Beliau menjawab, “Haji mabrur.” (Lihat Sahih Al-Bukhari bersama Fath Al-Bari, tahqiq Syaibatul Hamdi, 1: 97)

Keterangan hadis:

Ibnu Baththal rahimahullah menjelaskan, berdasarkan hadis di atas bisa disimpulkan bahwa iman itu mencakup ucapan dan amalan/perbuatan. Hal ini didukung oleh jawaban Nabi shallallahu ‘alaihi wasallam ketika ditanya tentang amal yang paling utama, lalu beliau menjawab, “Yaitu iman kepada Allah dan Rasul-Nya.” (Lihat Syarh Sahih Al-Bukhari li Ibni Baththal, 1: 78)

Ibnu Baththal rahimahullah juga berkata, “Sesungguhnya beliau (Imam Bukhari) ingin memberikan bantahan kepada sekte Murji’ah yang menyatakan bahwa iman itu cukup dengan ucapan tanpa amalan/perbuatan. Beliau ingin menjelaskan sisi kekeliruan dan keburukan keyakinan/akidah serta penyimpangan mereka dari Al-Kitab dan As-Sunnah serta mazhab para imam/ulama.” (Lihat Syarh Sahih Al-Bukhari li Ibni Baththal, 1: 79)

Akidah salaf tentang iman

Imam Asy-Syafi’i rahimahullah berkata, “Adalah sebuah perkara yang telah disepakati di kalangan para sahabat dan tabi’in serta para ulama setelah mereka yang kami temui. Mereka menyatakan bahwa iman itu mencakup ucapan, amalan, dan niat. Salah satu di antara ketiganya tidak cukup apabila tidak dibarengi dengan bagian yang lainnya.” (Lihat Aqwal At-Tabi’in fi Masa’il At-Tauhid wa Al-Iman, hal. 1122)

Hasan Al-Bashri rahimahullah berkata, “Bukanlah iman itu dicapai semata-mata dengan menghiasi penampilan atau berangan-angan. Akan tetapi, iman adalah apa yang tertanam di dalam hati dan dibuktikan dengan amalan.” (Lihat Aqwal At-Tabi’in fi Masa’il At-Tauhid wa Al-Iman, hal. 1124)

Ibnu Abi Zamanin Al-Andalusi rahimahullah (wafat 399 H) mengatakan bahwa para ulama ahlusunah menyatakan bahwa iman mencakup keikhlasan kepada Allah dari dalam hati, mengucapkan syahadat dengan lisan, dan diamalkan dengan anggota badan disertai niat yang baik dan sesuai dengan sunah/tuntunan. (Lihat Ushul As-Sunnah, hal. 143)

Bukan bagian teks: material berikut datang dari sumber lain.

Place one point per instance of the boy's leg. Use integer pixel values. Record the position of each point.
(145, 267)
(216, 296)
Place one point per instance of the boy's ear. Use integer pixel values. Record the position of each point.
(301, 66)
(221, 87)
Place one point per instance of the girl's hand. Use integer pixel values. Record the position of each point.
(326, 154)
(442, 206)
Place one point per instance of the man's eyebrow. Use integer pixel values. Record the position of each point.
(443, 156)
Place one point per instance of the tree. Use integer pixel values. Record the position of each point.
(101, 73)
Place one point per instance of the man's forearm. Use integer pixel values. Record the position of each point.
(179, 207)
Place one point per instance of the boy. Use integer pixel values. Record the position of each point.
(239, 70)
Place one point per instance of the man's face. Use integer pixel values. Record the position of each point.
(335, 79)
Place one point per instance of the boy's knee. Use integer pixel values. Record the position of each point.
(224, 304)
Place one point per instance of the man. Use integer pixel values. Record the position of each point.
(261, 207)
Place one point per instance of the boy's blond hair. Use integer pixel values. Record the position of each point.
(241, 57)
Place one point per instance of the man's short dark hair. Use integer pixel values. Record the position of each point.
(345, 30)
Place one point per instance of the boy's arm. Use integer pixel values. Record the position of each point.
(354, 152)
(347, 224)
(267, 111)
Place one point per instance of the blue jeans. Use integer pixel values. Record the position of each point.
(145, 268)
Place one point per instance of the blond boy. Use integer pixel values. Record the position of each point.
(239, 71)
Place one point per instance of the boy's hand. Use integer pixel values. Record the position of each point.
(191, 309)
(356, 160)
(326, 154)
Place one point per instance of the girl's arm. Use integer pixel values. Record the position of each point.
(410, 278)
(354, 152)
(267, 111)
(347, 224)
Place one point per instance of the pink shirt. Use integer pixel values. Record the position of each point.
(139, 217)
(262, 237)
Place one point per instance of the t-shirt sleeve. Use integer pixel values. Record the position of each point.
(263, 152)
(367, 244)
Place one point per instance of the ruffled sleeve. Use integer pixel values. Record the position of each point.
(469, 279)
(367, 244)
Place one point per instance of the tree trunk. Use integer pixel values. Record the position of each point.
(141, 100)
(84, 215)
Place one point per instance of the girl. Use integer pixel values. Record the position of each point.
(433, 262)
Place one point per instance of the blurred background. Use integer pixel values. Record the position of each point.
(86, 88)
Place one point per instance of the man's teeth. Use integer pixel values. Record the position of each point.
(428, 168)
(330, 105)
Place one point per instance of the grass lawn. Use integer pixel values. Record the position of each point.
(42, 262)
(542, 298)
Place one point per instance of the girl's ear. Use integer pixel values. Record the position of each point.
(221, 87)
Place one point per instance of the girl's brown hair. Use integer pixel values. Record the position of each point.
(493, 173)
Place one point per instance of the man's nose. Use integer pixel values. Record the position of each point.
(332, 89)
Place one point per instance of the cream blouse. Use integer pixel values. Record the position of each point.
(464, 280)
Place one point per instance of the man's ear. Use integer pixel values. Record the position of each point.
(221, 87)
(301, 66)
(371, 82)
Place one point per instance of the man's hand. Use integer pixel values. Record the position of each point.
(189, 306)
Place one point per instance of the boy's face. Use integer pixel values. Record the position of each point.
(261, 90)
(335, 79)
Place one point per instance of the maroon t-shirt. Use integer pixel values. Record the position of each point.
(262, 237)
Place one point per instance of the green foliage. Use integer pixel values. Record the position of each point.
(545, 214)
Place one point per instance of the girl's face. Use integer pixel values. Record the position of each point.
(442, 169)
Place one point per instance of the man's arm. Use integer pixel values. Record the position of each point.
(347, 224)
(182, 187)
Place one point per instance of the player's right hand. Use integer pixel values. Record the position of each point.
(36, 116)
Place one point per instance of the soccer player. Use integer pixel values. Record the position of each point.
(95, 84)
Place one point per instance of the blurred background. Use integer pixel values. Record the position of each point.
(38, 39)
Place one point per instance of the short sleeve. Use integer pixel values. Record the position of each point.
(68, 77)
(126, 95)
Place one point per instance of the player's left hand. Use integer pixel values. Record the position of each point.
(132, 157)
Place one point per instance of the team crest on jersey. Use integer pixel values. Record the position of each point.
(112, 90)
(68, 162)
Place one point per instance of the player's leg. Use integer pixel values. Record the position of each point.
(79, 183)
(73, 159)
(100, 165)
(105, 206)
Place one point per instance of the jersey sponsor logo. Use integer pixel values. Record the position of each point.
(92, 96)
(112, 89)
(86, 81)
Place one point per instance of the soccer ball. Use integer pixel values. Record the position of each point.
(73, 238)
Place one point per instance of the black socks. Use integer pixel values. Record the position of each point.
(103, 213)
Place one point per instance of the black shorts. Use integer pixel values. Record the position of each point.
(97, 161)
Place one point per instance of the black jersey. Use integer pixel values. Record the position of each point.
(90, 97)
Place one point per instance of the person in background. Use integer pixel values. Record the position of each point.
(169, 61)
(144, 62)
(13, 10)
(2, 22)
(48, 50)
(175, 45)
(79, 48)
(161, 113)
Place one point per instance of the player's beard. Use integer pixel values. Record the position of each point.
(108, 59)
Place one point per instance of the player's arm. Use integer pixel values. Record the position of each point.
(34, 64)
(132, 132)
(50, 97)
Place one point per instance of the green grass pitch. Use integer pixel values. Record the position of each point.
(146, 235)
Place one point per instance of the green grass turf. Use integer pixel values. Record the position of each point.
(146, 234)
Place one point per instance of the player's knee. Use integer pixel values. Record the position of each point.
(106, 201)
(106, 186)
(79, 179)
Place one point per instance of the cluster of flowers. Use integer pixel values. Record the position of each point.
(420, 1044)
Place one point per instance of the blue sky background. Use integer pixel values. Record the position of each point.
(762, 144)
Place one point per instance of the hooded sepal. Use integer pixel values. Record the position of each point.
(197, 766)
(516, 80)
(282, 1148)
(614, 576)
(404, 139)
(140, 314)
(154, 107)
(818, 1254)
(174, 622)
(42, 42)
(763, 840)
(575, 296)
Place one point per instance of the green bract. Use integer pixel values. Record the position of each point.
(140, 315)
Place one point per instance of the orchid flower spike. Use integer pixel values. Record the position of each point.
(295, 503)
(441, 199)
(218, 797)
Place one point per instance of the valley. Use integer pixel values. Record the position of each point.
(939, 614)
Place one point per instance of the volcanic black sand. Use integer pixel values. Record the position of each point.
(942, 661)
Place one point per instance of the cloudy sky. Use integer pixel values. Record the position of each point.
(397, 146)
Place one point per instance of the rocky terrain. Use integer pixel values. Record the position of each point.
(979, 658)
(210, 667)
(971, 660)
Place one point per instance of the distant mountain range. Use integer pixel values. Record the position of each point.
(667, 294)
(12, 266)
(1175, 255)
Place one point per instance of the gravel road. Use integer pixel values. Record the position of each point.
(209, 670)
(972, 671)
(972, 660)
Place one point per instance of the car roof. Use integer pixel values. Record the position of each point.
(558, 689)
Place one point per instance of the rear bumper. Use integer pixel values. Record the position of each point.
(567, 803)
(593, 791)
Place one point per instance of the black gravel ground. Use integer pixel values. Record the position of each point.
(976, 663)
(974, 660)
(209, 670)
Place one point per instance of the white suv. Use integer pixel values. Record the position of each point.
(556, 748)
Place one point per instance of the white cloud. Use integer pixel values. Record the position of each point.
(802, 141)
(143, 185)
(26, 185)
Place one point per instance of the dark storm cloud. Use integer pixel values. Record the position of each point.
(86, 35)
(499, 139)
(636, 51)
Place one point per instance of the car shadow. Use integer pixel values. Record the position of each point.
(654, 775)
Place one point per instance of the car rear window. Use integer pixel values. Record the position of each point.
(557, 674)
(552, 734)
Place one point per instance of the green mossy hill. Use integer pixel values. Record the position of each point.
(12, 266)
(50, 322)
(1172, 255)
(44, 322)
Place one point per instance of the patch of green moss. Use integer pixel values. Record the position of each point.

Ibnu Abi Zaid Al-Qairawani rahimahullah (wafat 386 H) dalam Muqaddimah Risalah-nya mengatakan bahwa iman adalah ucapan dengan lisan, keikhlasan dengan hati, dan diamalkan dengan anggota badan. Iman bertambah dengan bertambahnya amal dan berkurang dengan berkurangnya amal. (Lihat ‘Aqidatu As-Salaf Muqaddimah Ibni Abi Zaid, hal. 60)

Isma’il bin Yahya Al-Muzanni rahimahullah (wafat 264 H) dalam risalahnya Syarhus Sunnah menyatakan bahwa iman adalah ucapan dan amalan disertai keyakinan di dalam hati, serta ucapan dengan lisan dibarengi amalan dengan anggota badan. Kedua hal ini (iman dan amal) adalah dua hal yang berdampingan. Tidak ada iman tanpa amal dan tidak ada amal tanpa iman. (Lihat Isma’il ibn Yahya Al-Muzanni wa Risalatuhu Syarhus Sunnah, hal. 77-78)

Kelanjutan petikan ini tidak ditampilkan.